Recluido en un reformatorio y obligado a trabajar en un aserradero junto a muchachos no menos embrutecidos y despojados del respeto ajeno que él, seducen a Daniel las maneras libres y la concepción abierta de la religión del sacerdote que los atiende y a veces alivia. Desea ser investido él también, pero sus antecedentes se lo impedirían (como un conductor de autobús le recuerda, la mancha no puede disimularse ni en la distancia).
A priori sin mucha confianza en sus opciones de resultar creíble, decide hacerse pasar por el nuevo párroco de una localidad cercana, ofreciendo a sus feligreses la clase de acompañamiento y escucha que considera que todo individuo castigado (todos lo están, por un motivo u otro) necesita.

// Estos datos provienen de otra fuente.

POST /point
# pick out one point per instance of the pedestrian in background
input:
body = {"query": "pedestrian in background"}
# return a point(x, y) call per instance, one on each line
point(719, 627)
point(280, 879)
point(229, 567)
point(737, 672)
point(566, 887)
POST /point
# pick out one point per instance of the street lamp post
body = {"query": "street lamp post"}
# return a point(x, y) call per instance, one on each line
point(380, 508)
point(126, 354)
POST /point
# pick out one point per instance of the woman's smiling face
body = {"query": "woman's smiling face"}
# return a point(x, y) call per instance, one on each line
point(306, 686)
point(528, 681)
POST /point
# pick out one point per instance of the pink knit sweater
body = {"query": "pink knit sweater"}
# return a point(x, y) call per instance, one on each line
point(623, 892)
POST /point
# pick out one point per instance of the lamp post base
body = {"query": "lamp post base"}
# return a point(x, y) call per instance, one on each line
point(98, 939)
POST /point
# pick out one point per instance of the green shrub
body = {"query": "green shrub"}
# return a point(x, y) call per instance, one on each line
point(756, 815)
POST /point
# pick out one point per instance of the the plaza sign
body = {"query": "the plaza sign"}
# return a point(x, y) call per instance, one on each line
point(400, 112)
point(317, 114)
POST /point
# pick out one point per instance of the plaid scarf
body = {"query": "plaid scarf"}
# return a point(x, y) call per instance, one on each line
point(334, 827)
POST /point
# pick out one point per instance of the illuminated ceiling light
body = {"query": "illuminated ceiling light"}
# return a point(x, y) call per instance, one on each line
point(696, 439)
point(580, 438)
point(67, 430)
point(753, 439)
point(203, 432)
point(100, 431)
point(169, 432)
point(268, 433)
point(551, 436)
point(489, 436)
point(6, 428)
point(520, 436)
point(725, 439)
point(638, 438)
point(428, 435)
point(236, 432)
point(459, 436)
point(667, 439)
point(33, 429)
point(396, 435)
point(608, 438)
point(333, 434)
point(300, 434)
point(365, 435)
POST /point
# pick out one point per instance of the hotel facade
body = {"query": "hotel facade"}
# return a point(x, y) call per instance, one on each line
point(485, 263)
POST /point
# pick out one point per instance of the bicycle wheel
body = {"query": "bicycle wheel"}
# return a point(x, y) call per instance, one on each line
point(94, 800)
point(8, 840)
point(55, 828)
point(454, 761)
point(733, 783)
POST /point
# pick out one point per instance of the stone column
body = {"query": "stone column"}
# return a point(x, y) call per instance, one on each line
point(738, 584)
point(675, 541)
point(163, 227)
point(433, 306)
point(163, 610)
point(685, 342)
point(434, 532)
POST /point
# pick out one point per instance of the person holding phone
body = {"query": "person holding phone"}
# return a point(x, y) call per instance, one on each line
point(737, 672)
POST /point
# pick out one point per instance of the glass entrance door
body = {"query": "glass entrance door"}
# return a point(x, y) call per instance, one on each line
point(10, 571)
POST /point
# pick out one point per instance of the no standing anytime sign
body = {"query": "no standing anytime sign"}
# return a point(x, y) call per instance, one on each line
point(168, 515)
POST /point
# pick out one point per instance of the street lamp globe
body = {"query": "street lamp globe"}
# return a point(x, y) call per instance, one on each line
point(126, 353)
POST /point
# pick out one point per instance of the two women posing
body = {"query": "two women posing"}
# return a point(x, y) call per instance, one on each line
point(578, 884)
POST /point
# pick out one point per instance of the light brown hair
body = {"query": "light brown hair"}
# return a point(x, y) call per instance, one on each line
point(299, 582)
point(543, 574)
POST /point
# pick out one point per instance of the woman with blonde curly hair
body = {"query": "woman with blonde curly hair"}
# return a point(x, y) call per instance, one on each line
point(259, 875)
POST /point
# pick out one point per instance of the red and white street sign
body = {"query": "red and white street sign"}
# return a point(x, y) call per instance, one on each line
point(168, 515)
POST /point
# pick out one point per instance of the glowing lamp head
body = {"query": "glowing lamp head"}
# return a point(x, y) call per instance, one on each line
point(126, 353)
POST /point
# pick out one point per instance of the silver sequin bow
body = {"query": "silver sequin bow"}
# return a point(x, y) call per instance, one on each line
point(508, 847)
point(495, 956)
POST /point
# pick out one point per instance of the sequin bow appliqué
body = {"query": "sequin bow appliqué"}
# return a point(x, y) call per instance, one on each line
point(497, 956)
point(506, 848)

Se deshace de ritos y encorsetamientos para cuidar de lo que considera esencial, levantando algunos apegos y muchas suspicacias. Él mismo se alimenta de su experiencia, de la posibilidad de desarrollar la empatía que su nuevo oficio le ofrece: una secuencia clave de Corpus Christi, una de las más depuradas y bellas, se dedica a su encuentro con una anciana a la que vio morir; Daniel quedó profundamente conmovido, y nada inquieto, acompañándola en su marcha tranquila. El que fue asesino es ahora un cura impostor, pero su profunda humanidad y su comprensión de los pecados y las penas ajenos enfrenta a muchos supuestos virtuosos a sus propias imposturas.
No se convierte Daniel en el pueblo, porque no estrenó allí su fe. Y no fue el pueblo el que lo salva, no es esta una historia de redención por la senda religiosa. Su trama y su desenlace, en muchos sentidos punk, hablan de culpas y de perdón hacia dentro y hacia afuera; también de estigmas sociales, de autenticidad y de lo muy cerca que pueden estar los cielos y los bajos fondos, (la carne y el espíritu).